Unlike municipal water systems, private wells are not regulated, so water quality is not monitored. 

 “What we are finding is that in our region, we have a high probability for elevated arsenic compared to most other regions in the country,” said Daniel Saftner, a hydrogeologist at DRI and lead author of the study. “And we are seeing that geothermal and tectonic processes that are characteristic of the Great Basin contribute to the high concentrations of naturally occurring arsenic in the region’s groundwater.”   

According to the study, the highest population of well users at risk are in the Carson Desert basin (including Fallon), Carson Valley (Minden and Gardnerville) and the Truckee Meadows (Reno). 
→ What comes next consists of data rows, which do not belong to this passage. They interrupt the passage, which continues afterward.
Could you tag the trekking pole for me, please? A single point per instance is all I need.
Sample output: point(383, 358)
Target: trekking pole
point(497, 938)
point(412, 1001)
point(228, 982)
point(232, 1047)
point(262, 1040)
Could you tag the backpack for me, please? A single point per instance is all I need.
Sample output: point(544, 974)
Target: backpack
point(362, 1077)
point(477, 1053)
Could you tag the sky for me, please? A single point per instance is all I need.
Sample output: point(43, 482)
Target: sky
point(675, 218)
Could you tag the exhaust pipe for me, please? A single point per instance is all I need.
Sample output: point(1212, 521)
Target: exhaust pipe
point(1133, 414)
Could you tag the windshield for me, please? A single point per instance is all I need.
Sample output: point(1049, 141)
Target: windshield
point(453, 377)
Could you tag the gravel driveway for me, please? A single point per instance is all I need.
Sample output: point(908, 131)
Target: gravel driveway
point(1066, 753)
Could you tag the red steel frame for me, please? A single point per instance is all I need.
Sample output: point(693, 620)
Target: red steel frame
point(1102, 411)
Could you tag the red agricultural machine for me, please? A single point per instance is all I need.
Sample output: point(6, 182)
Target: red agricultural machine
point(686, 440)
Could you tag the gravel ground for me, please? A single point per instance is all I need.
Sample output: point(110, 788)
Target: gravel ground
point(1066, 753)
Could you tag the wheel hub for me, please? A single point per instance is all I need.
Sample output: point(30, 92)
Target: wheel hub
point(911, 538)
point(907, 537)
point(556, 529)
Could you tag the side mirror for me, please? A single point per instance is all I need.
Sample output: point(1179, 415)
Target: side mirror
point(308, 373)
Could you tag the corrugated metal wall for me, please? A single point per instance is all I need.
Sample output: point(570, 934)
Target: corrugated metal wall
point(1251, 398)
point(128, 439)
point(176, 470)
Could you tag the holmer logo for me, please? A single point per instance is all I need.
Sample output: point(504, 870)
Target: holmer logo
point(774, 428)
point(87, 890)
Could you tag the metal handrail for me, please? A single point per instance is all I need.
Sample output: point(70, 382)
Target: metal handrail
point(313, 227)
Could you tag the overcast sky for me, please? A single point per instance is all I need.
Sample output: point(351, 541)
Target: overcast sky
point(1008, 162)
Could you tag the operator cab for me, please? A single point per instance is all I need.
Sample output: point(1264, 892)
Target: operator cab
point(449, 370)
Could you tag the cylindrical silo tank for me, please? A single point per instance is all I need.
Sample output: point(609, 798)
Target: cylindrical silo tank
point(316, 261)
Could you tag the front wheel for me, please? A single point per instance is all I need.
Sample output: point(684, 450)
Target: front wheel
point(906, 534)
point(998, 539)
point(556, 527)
The study builds on previous research, which showed that 22% of 174 domestic wells sampled in northern Nevada had arsenic levels exceeding the Environmental Protection Agency’s guidelines.

The study found that the Great Basin’s geothermal and tectonic processes, along with the region’s mountains, which are primary sources of arsenic, contribute to the high concentrations of naturally occurring arsenic in the region’s groundwater. 

Water percolating through the valley floor then carries arsenic into the groundwater. Deeper, older groundwater and geothermal waters tend to have a higher arsenic concentration and can migrate upward along faults and mix with shallow groundwater.

“The results can be useful for water utilities or water managers who tap similar shallow aquifers for their water supply,” Saftner said, “as well as irrigation wells that source water from these aquifers.”